Auto insurance prices have been accelerating, a result of the big jump in vehicle prices since the pandemic. Pricier cars cost more to insure. And the price of medical care for people is also increasing, fueled largely by higher labor costs.
One factor in the rising cost of pet care is that it’s increasingly mimicking human health care. Specialty pet hospitals use MRI machines, expensive drugs have become available to fight cancer in pets and cats can receive kidney transplants. Vets and their technicians require advanced training to deliver such sophisticated services, which also can further inflate costs and the prices paid by consumers.
Many pet owners are increasingly willing to spend more, and large corporate providers of vet services are happy to cater to them. Though the industry began consolidating long before the pandemic, the pace has accelerated in the past two years.
John Volk, a senior consultant at Brakke Consulting, estimates that 25% of the 30,000 vet clinics in the United States are owned by large chains. The consolidation is much higher among the 1,200 emergency and specialty vet hospitals, about 75% of which are owned by chains.
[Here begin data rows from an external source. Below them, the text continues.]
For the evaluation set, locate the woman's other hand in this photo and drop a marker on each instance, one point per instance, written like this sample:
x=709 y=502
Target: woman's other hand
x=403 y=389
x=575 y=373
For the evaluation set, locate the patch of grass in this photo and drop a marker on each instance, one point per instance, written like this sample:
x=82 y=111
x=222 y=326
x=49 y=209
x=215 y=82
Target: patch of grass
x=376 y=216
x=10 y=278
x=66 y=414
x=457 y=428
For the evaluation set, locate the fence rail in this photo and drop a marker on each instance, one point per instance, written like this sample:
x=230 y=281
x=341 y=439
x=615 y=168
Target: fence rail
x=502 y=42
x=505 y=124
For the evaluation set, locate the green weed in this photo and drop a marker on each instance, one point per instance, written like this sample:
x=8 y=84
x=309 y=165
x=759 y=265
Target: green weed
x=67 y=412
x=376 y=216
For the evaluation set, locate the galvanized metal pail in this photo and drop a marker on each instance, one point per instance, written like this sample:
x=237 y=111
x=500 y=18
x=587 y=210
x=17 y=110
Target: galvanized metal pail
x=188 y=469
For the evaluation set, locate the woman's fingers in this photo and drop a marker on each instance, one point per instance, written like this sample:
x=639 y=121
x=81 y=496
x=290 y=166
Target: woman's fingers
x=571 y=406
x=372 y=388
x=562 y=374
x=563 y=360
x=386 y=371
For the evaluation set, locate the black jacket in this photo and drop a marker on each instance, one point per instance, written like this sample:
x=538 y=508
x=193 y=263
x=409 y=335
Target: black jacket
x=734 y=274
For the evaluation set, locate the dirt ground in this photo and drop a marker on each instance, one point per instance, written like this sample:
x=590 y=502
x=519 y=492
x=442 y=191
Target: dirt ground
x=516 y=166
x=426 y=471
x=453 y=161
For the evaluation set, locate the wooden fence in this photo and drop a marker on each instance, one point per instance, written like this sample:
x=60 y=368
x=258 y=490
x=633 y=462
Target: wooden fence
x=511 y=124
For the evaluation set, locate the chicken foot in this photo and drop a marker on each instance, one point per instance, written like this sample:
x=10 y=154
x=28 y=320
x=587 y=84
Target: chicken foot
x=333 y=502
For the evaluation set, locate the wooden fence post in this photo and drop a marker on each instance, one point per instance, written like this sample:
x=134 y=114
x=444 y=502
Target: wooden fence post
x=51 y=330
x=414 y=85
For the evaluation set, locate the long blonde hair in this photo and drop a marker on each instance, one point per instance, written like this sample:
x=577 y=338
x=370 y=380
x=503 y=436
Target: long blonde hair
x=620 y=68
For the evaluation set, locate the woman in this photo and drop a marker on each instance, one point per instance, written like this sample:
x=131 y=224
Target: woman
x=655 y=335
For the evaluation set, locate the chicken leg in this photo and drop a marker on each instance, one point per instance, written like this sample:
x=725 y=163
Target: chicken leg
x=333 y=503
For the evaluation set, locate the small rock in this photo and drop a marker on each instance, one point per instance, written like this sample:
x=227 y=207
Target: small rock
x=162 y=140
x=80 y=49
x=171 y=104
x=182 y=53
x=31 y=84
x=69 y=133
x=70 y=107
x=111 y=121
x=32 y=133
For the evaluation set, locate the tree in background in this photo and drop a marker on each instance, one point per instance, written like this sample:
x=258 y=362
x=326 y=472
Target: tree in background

Mars, the candy and pet food company, is the biggest owner of vet practices, with 2,500 clinics and hospitals worldwide. Another chain, National Veterinary Associates, owns 1,400 vet practices in the U.S. and overseas. It was acquired in 2020 by a Luxembourg-based private equity firm, JAB, and has recently come under scrutiny by the FTC.
In June, the FTC forced it to sell some vet hospitals in order to complete two new acquisitions. FTC Chair Lina Khan asserted that “serial acquisitions” by private equity firms and big corporations allow them “to accrue market power and reduce incentives to compete, potentially leading to increased prices and degraded quality.”
Some industry experts say larger chains can hold prices down by using their size to secure lower prices for supplies and drugs. How much the industry’s consolidation has contributed to higher costs is hotly debated within the vet industry, just as it is in the broader economy.
In the meantime, many vets are still looking to hire, a sign that the inflationary pressure from rising wages may take a long time to ease.
“We still don’t have enough veterinarians to handle all the demand that’s out there,” said Michelle Vitulli, who owns eight vet clinics in Northern Virginia and Maryland.